The Open Mobile Video Coalition (OMVC) says it has completed technical tests of its Mobile/Handheld technologies and has submitted a report to the Advanced Television Systems Committee whose approval is required if the technology is to approved as a standard, according to the press release.
The OMVC, in conjunction with the Association for Maximum Service Television, conducted tests from February to April in the San Francisco area and Las Vegas. “More than 140 hours and 1,000 miles of mobile data were collected across the two trial areas,” the release says.

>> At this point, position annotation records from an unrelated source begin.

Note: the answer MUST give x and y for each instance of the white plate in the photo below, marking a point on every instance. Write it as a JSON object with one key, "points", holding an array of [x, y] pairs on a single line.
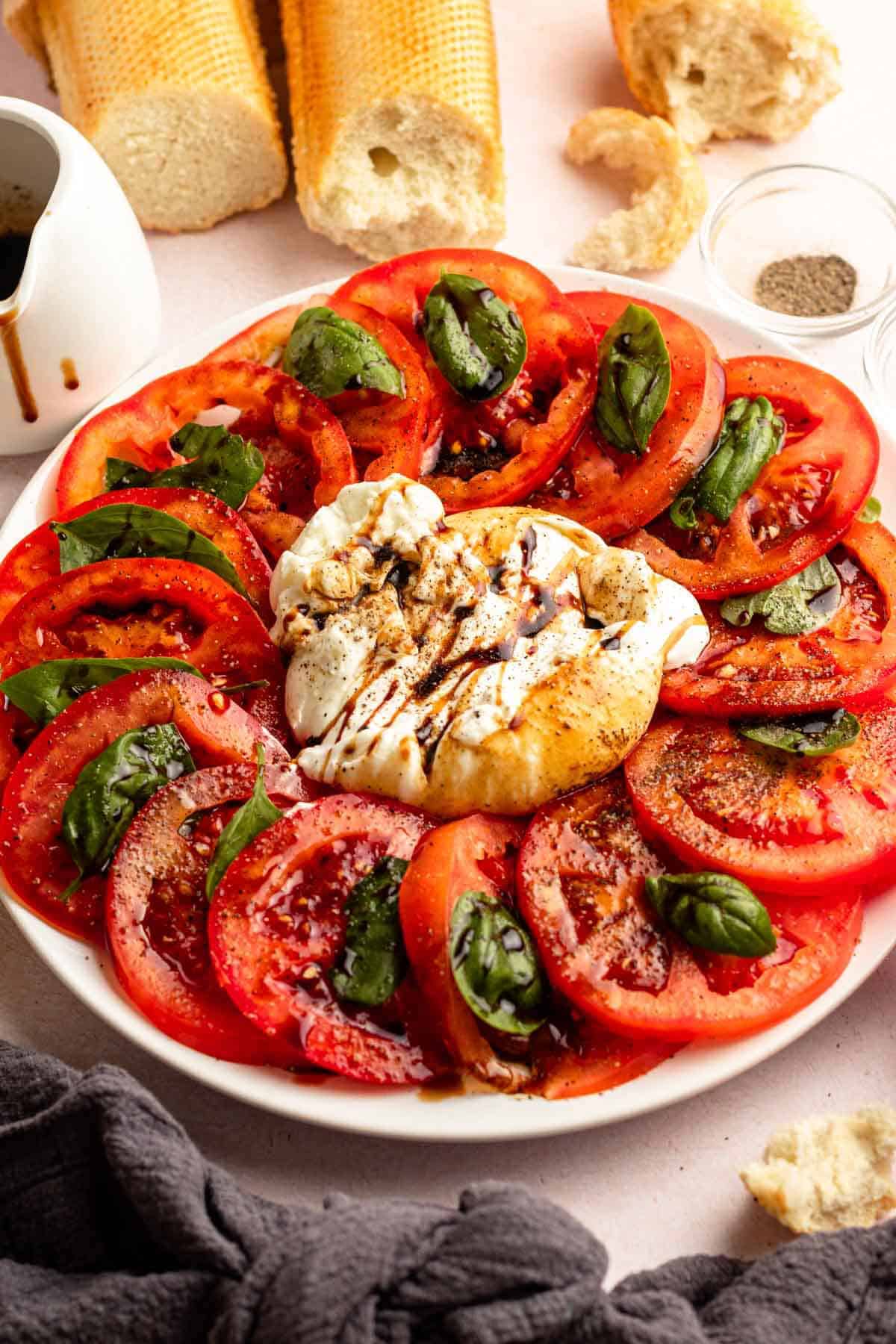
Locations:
{"points": [[405, 1113]]}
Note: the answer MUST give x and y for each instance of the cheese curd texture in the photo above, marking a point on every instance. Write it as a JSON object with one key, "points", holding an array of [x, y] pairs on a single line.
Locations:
{"points": [[489, 662]]}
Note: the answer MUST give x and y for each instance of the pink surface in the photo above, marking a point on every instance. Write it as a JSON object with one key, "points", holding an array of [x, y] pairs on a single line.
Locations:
{"points": [[665, 1184]]}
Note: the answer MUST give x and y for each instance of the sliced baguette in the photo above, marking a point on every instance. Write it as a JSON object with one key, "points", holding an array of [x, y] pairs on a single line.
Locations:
{"points": [[396, 137], [668, 201], [726, 67], [173, 96]]}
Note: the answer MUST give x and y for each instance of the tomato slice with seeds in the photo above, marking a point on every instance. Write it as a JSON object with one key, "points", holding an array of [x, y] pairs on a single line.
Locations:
{"points": [[158, 912], [277, 927], [37, 557], [307, 455], [388, 433], [581, 889], [615, 492], [781, 823], [476, 853], [149, 608], [802, 502], [35, 862], [850, 662], [494, 452]]}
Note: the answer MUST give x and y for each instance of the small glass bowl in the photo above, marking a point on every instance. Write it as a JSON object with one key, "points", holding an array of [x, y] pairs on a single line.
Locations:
{"points": [[880, 366], [801, 210]]}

Not surprisingly, the tests showed the technology was “viable.” The release says the tests “demonstrated full-motion mobile DTV at pedestrian and highway speeds; they also showed that mobile reception can be achieved as much as 40 miles from the transmitter and that mobile DTV does not interfere with the regular FCC-compliant primary digital television broadcasts.”
Digital TV deadline
The OMVC is on a fast track to get the mobile TV protocol approved and, it hopes, incorporated into consumer devices in 2009. In February 2009 full-power TV stations are required to switch from analog to digital broadcasting.
The OMVC’s members see the switch as a prime opportunity for introducing their mobile TV protocol to the public. This is now a unique sitation. Broadcasters in Asia transmit TV to cellular phones as well as to a variety of TV-enabled electronic devices.
The technology isn’t in question. The question is the business model for mobile TV, which is under discussion around the world.